Followers of the English Premiership will remember the Leicester team that were Champions in 2015-16 season, they performed above expectations. The Wolverhampton Wanderers team of last season, the Greece team that won the European Championships and the Madagascar team at the 2019 AFCON, all were extra-ordinary achievers.
On the other hand, every time Jose Mourinho is sacked from a team – the team is deemed to be under-performing; every Argentina team to the World Cup since Lionel Messi emerged have been in the same bracket. Egypt sacked Javier Aguirre and Tanzania got rid of Emmanuel Amuneke, simply because the two countries expected more from those coaches.
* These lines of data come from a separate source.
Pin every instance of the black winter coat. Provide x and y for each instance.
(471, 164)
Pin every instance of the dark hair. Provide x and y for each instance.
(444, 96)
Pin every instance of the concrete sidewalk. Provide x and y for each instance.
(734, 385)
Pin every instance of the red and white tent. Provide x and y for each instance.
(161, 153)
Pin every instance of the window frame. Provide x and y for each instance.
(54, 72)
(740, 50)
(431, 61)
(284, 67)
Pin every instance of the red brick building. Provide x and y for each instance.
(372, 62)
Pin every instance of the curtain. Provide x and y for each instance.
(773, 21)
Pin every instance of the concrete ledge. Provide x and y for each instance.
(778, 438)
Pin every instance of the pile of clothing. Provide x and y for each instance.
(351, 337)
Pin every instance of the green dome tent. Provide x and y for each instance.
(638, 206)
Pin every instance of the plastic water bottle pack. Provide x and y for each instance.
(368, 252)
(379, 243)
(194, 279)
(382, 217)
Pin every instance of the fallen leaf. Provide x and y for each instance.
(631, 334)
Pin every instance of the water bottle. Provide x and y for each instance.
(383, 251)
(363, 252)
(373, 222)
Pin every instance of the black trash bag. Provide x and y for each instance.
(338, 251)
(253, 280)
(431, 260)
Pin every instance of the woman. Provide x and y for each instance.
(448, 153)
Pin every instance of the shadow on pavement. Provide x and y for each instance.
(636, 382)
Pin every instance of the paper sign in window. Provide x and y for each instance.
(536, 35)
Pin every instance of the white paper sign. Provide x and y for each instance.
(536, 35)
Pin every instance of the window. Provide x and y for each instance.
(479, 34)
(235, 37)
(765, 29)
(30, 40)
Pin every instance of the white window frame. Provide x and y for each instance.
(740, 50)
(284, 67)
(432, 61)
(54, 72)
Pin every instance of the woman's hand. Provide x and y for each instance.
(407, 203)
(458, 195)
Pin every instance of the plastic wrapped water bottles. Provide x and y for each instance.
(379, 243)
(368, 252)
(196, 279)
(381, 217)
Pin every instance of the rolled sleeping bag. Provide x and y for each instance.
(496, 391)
The point is: is it possible the Eagles could have done more under Rohr, given what we had going to the Nations Cup? A good coach takes a team of excellent individuals and turns them into a battering ram: Mourinho (at his best), Pep Guardiola, Diego Simeone, Djamel Belmadi (Algeria National Team) are few examples of coaches who have done this.
On the other hand, Nicolas Dupuis (Madagascar), Otto Rehaggel (Greece 2004), Herve Renard (Zambia, 2012), Jose Mourinho (with Porto) and the late Stephen Keshi (with the 2013 Super Eagles) are examples of managers who took a collection of average players and turned them into a fearsome unit. Here are a few thoughts I’ve shared on Rohr since he took over the Nigerian job:
“However, some other coaches have also done good work with Super Eagles, but left unceremoniously. Rohr has started well: the World Cup may be his testing ground, but the Nations Cup will be his judgement ground”
“But the attack was a study if you were looking to be amused: individual play, misplaced passes, mishit shots, players colliding with each other, confusion about roles…name it, that game has it. And that has been the issue with the Super Eagles for a while”
“Zambia is an example of what teams at the World Cup will do: research your team and come up with a counter. If the NFF wants the Eagles to go further than they have ever done at the competition, then the team must be tweaked. The Eagles, as they are now, are built for a first round exit”
“Two players based in China, and a player who has not played a game in the Bundesliga, pairing one that plays in Turkey were the keys to dismantling the African Champions. Individual talent is good, but those talents must fit into a team structure”
The NFF boasted that the Eagles will have “the best ever World Cup” before the team departed for Russia, it turned out to be a dream. The Eagles were supposed to be a better unit at the Nations Cup, following a process of ‘growth’ but we saw the same headaches in Egypt like we saw in Rohr’s first game. The Franco-German has not failed, he just has not moved the Eagles forward.